Eine Gebühr für die Benutzung exklusiver Strassen für Autos ist grundsätzlich legitim. Doch ein Aufschlag von 250 Prozent ist zu radikal. Das dürfte politisch nur machbar sein mit eben so „radikalen“ Änderungen im Verkehrsrecht. Konkret wäre die längst überfällige Einführung dynamischer Tempolimits ein gangbarer Weg. Die Technik dafür wäre vorhanden und ist schon lange erschwinglich. So schlecht sind unsere Autobahnen schliesslich nicht. Bei guten Verhältnissen liegen 150 km/h durchaus drin. Dies entspräche auch dem technischen Stand der meisten Fahrzeuge.

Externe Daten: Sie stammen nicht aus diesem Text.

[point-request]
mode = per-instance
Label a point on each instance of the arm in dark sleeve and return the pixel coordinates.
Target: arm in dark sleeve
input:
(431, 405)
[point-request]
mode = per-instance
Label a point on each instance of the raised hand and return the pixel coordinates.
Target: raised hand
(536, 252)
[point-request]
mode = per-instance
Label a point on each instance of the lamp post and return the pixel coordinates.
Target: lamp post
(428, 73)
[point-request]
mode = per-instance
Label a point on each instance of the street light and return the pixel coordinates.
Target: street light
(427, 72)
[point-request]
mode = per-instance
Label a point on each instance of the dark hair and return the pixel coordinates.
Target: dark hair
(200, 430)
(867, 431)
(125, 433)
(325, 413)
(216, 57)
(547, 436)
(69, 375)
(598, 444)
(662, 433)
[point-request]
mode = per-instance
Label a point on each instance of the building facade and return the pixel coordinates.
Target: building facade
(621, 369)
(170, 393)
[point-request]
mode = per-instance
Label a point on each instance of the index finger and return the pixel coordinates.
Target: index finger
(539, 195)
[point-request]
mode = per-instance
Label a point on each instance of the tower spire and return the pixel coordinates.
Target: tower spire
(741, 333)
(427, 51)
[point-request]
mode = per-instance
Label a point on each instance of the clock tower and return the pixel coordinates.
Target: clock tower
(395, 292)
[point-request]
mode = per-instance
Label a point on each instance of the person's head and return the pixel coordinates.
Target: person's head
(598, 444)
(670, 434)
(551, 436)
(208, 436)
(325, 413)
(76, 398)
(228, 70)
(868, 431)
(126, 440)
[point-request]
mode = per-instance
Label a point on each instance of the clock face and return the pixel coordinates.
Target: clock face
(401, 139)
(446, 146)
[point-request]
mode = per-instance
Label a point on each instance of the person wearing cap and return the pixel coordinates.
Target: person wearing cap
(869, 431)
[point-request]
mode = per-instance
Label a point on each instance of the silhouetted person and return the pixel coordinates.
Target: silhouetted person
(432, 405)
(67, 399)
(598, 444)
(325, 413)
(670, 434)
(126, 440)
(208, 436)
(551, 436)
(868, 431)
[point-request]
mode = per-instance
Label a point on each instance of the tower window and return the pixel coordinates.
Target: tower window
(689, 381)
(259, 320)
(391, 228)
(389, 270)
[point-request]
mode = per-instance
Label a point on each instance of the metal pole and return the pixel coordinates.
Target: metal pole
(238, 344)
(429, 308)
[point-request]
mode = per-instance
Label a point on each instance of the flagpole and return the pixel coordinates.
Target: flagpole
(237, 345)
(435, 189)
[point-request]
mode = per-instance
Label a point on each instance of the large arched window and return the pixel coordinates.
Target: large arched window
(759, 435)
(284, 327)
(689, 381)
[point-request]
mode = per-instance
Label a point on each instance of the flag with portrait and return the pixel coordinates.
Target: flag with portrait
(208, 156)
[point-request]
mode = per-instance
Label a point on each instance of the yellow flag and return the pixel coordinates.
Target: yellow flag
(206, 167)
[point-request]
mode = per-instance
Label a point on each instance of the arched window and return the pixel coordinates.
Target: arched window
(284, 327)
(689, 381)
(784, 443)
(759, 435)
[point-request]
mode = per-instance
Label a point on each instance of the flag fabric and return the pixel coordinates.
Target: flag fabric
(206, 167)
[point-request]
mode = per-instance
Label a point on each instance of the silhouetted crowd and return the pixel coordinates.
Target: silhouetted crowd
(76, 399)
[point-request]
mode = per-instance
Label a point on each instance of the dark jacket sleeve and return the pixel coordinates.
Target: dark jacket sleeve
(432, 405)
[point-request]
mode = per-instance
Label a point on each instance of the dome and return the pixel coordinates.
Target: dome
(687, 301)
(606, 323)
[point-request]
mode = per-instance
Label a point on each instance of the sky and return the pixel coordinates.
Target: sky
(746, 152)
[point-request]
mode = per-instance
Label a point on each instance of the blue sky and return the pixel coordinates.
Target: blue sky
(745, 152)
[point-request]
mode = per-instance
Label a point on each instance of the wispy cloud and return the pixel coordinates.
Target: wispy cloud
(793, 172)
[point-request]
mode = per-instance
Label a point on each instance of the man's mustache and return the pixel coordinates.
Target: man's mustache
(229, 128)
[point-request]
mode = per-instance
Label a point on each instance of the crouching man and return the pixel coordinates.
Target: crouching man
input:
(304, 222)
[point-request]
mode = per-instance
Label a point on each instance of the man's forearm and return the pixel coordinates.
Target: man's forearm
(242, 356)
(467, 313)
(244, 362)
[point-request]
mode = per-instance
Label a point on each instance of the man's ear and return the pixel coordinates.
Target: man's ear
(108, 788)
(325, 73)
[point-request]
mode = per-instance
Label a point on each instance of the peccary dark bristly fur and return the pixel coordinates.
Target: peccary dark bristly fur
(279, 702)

Was die Finanzierungsfrage betrifft, so ist die Motorfahrzeugsteuer sehr viel heikler. Diese sollte zu Gunsten einer allgemeinen Verkehrssteuer nach „Vorbild“ Billag abgeschafft werden. Denn Strassen brauchen schliesslich alle. Auch ÖV-Benutzer, Velofahrer und Fussgänger. Es wird Zeit, dass die Linken nicht immer nur vom Verursacherprinzip sprechen, sondern sich endlich beteiligen. In anderen Ländern werden diese Kosten auch über die normalen Steuern gedeckt. Übrigens drücken sich auch sehr viele (deutsche) PFZ-Ausländer um diese Steuer: Sie behalten ihre ausländischen Schilder einfach. Für in der CH wohnhafte Personen illegal.